18:00. Dinner. Dinner is typically a bigger group than lunch. As a freshman i often went with my roommate or the quidditch team and as a sophomore I divided my time between team dinner and large group dinners with friends from my writing classes. We’d often stay in the dining hall until they kicked us out.
19:00. Knitting Club: Usually one night a week. Lots of clubs meet in the evenings to avoid conflicting with class and sports. I liked having my sport in the afternoons and a quieter club in the evenings. I wasn’t very good at knitting but the change of pace once a week was wonderful.
20:00 – 22:00. Studying: Late night studying is typically the only time I could squeeze in serious studying. I would either go to the library or if my roommate wasn’t sleeping I would study in my room.
22:30 – Midnight. Chilling out at Towers Lounge: I adore the late night dining option that first opened as a restaurant in 1965 and is now a chill and delicious coffee and dessert bar for students. I often go up there to study or edit papers with classmates or just to chat with them over a Latte or Tiger Brownie snack. The late night hang out often has live music and open mic nights and it’s location on the 14th floor of one of the Towers dorms is a beautiful view of the downtown. It is a great place to wind down or brain storm ideas for assignments. I don’t know what i’d do without the place!
Midnight: Sleep or Study? It’s a toss up.

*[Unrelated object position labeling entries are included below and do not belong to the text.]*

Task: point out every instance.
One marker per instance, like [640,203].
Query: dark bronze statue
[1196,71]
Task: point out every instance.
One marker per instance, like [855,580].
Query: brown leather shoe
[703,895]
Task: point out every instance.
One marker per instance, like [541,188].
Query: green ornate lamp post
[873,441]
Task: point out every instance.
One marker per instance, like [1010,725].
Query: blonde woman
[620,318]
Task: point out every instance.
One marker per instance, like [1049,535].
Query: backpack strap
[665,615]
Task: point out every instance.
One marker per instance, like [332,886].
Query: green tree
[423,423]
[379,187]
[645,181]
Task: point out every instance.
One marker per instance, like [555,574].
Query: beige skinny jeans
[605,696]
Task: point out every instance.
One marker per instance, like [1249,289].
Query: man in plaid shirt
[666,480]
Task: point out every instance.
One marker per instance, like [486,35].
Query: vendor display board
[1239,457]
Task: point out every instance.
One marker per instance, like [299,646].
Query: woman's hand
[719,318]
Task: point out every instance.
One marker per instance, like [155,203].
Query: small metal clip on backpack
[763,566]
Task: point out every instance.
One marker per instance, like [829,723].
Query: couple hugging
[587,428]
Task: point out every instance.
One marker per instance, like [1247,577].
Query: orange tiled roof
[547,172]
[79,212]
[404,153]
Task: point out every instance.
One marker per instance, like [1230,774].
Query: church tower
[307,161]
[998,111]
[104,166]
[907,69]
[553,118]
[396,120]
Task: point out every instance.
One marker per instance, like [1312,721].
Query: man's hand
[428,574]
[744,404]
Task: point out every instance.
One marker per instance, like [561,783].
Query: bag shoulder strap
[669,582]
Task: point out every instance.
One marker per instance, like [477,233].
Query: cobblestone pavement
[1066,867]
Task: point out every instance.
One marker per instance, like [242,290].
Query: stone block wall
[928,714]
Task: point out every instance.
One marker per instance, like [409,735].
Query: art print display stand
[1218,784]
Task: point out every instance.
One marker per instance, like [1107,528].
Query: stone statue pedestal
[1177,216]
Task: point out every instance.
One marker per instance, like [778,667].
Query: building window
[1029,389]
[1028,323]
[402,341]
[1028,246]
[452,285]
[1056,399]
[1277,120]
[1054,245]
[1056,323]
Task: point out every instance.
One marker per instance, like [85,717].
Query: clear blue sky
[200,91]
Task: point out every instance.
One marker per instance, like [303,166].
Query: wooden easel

The library used to only be open until 2:00 but Ithaca’s recently opened it 24 hours. I sometimes study there until 2:00 if I don’t have early class or I’ll head back to the dorms for bed. On a weekday I aim for six hours of sleep a night. It’s pretty reasonable for a packed college schedule. But on weekends I definitely take advantage and sleep in as much as possible.
College Schedules are busy and exciting. More than that, they’re flexible. You can make them whatever you want. Go for packed and busy if you can though. I love always having something to do. It can be tiring, but i’m never bored!